Our first analysis of the relationship between ACO size and success probability did not show an association between person years and whether an ACO with sufficient quality scores earned shared savings or not. Stated another way, there was not evidence of a systematic relationship between an ACO’s size and whether that ACO saved relative to CMS’s expenditure benchmark. We were a little surprised by this fact, as we hypothesized that economies of scale could drive savings. This led us to wonder whether CMS’s expenditure benchmarks are “fair”. CMS has used risk adjusted benchmarks to ensure that ACOs do not win or lose as a function of the baseline population health of their beneficiaries. This suggests that “fairness” is inversely proportional to the strength of association between an ACO’s expenditure benchmark set by CMS and the probability that ACO was in the Achieving group instead of the Q+S- group. We used logistic regression to determine whether such an association existed, and if so how strong the association was. The Q- group was omitted in this analysis as Q- ACO’s were not eligible for achieved savings regardless of expenditures. We found a strong association between an ACO’s per-person year expenditure benchmark and whether the ACO achieved savings (p=0.003). For each $1,000 increase in the ACO’s per-person expenditure benchmark, the odds of achieving savings were 15% higher. Model coefficients and model statistics are included in the appendix for the interested reader. Figure 2 illustrates the relationship between per-person year benchmark expenditures and group membership (Achieving vs. Q+S-). While the association is strong in a statistical sense, this association does not equate to causality. One may argue that a third variable that we have not considered has a confounding effect on both ACO group membership and the per-person expenditure benchmark.

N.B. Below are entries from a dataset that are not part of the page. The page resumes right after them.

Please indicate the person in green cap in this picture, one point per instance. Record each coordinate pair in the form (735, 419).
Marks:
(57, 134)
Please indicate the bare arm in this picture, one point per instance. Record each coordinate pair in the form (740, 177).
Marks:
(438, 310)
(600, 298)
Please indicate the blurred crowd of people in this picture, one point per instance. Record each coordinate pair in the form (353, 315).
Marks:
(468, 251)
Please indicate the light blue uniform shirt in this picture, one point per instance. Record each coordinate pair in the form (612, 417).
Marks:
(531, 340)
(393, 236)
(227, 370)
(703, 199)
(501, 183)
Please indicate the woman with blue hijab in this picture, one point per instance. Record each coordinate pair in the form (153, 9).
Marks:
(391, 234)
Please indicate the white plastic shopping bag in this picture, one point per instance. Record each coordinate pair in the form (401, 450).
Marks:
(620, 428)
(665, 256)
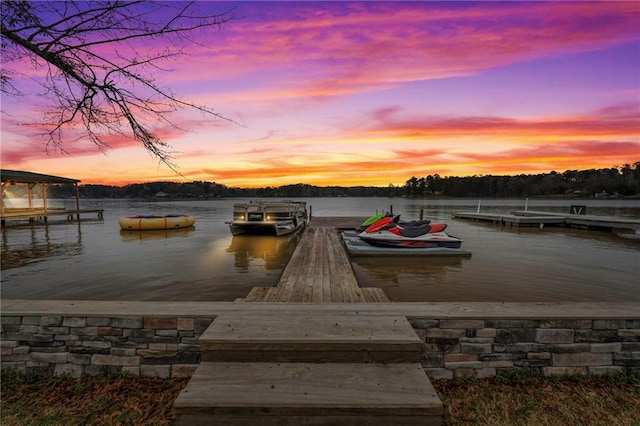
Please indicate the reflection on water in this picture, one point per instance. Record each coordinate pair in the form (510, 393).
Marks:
(403, 277)
(94, 260)
(273, 251)
(34, 243)
(160, 234)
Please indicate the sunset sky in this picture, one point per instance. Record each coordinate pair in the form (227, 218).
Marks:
(373, 93)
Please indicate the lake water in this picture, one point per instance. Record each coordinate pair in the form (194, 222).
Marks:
(94, 260)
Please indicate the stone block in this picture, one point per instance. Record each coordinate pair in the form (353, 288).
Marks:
(178, 358)
(74, 370)
(532, 363)
(53, 330)
(160, 371)
(606, 347)
(16, 366)
(80, 359)
(460, 357)
(485, 372)
(31, 320)
(50, 321)
(85, 331)
(188, 347)
(109, 331)
(515, 335)
(28, 328)
(539, 355)
(463, 364)
(608, 369)
(608, 324)
(132, 370)
(630, 334)
(201, 324)
(179, 371)
(569, 348)
(438, 373)
(156, 353)
(16, 358)
(519, 347)
(563, 371)
(432, 360)
(554, 335)
(98, 321)
(96, 344)
(99, 359)
(10, 320)
(497, 364)
(50, 358)
(135, 323)
(632, 323)
(81, 350)
(486, 332)
(74, 321)
(581, 359)
(475, 348)
(597, 336)
(21, 350)
(509, 356)
(123, 351)
(566, 323)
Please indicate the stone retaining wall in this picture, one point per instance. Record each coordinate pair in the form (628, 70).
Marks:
(77, 345)
(485, 348)
(483, 339)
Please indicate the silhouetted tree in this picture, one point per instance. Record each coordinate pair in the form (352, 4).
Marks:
(97, 64)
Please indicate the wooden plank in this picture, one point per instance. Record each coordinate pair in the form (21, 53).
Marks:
(319, 271)
(374, 294)
(345, 390)
(256, 294)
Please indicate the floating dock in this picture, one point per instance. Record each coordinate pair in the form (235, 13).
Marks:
(541, 219)
(36, 214)
(319, 270)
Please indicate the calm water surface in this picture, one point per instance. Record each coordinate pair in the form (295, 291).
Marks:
(94, 260)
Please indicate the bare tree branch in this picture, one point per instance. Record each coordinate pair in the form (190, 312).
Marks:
(100, 89)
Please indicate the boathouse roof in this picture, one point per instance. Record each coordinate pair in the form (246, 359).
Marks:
(28, 177)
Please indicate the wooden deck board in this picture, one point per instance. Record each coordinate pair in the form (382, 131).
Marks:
(319, 270)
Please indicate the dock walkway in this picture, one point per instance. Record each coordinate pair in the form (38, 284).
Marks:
(38, 214)
(319, 270)
(541, 218)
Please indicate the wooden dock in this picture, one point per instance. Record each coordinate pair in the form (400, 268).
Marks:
(38, 214)
(271, 367)
(319, 270)
(541, 219)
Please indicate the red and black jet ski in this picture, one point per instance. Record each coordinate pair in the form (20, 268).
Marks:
(389, 232)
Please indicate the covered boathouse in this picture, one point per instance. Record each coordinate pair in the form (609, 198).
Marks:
(36, 185)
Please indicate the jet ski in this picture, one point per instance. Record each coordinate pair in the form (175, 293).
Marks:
(390, 232)
(372, 219)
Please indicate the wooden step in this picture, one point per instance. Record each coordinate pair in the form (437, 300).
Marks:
(237, 393)
(255, 336)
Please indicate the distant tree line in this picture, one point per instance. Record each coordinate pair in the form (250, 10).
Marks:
(621, 181)
(615, 181)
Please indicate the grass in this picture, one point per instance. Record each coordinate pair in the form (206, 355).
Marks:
(520, 399)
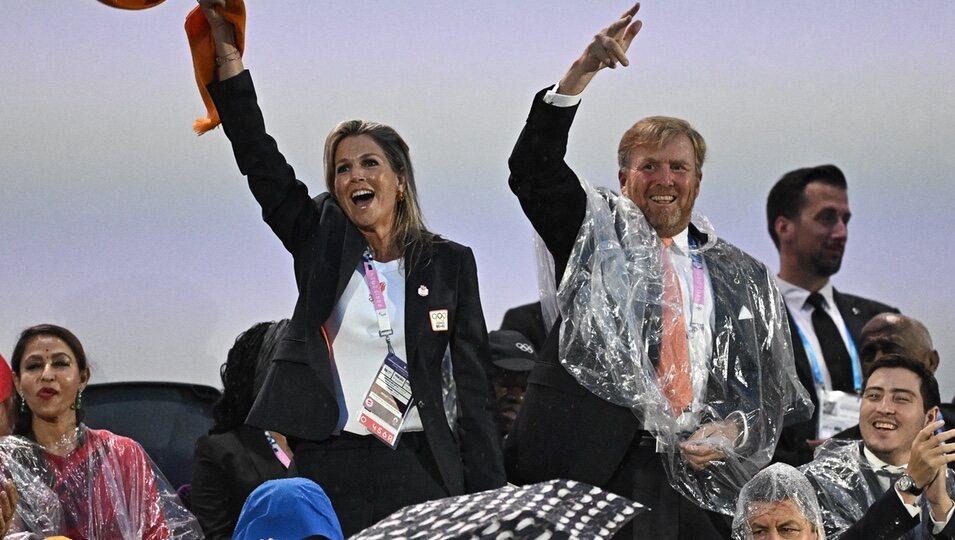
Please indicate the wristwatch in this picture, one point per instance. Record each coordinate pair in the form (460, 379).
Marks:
(907, 485)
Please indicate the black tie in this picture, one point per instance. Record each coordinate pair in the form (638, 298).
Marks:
(833, 348)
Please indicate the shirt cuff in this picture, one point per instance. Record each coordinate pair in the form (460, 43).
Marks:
(913, 509)
(551, 97)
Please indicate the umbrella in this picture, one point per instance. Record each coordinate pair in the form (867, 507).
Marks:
(557, 509)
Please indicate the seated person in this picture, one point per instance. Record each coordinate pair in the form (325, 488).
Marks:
(895, 483)
(778, 503)
(528, 319)
(288, 508)
(75, 481)
(513, 355)
(894, 333)
(235, 458)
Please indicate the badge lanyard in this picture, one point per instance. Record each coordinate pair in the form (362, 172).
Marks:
(699, 284)
(277, 450)
(815, 365)
(387, 403)
(377, 299)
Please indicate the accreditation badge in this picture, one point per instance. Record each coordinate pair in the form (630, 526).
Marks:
(388, 401)
(837, 411)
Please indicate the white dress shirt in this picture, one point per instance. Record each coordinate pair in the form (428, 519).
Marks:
(914, 510)
(801, 312)
(357, 351)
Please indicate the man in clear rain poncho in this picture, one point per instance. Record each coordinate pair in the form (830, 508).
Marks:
(668, 373)
(895, 483)
(778, 503)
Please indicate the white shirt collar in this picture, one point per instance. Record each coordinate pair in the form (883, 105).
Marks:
(797, 296)
(877, 463)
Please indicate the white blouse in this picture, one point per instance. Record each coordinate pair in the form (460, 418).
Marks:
(357, 351)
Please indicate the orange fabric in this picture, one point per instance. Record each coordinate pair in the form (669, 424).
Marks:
(132, 4)
(204, 54)
(673, 369)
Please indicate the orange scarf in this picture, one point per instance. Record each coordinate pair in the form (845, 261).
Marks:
(202, 46)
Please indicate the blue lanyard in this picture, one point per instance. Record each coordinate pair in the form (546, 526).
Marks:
(697, 299)
(815, 365)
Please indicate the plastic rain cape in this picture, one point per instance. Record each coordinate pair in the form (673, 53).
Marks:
(777, 484)
(611, 299)
(847, 485)
(107, 487)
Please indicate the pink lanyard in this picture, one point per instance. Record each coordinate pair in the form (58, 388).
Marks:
(277, 450)
(377, 299)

*Figure 2: Left—the observed distribution of ACOs plotted by Benchmark ($)/person years. Right—the predicted probability of ACO group membership as a function of benchmark. *

In addition to examining size and expenditure benchmark, we evaluated some of the other demographic factors for which data is available: race, proportion of members with disabilities, and proportion of members with end stage renal disease (ESRD). All four of these demographic factors were found to discriminate between the Q- group and both the Achieving and Q+S- groups. For race, each two fold increase in the proportion of members of non-Caucasian race predicted 2.42 times greater odds of an ACO not meeting its quality score benchmark relative to the achieving group. This trend is illustrated in Figure 3, which shows the proportion of Caucasian members by group.

*Figure 3: Proportion of Caucasian Members by ACO Group*

The finding that race is a predictor of an ACO meeting clinical quality score thresholds is consistent with other literature showing that non-Caucasian race predicts worse health outcomes. Proportion of members with a disability and proportion of members with end stage renal disease similarly increased the odds of not meeting quality score benchmark by 3.89 and 3.30 times relative to the achieving group, respectively. The relationship between the proportion of disabled members and ACO quality performance may suggest that member disabilities present significant challenges for ACOs in performing well in quality score domains such as “Care Coordination” and “Preventive Health”. The relationship between ESRD proportion and ACO group is informative as ESRD members are characteristically different than ACO members with traditional Medicare. Individuals with ESRD are eligible for Medicare regardless of age due to the severity of their disease and thus represent a distinct subpopulation of Medicare beneficiaries. While demographic factors explored were associated ACO quality performance, they did not differentiated between the two groups for which quality scores were sufficient to achieve savings.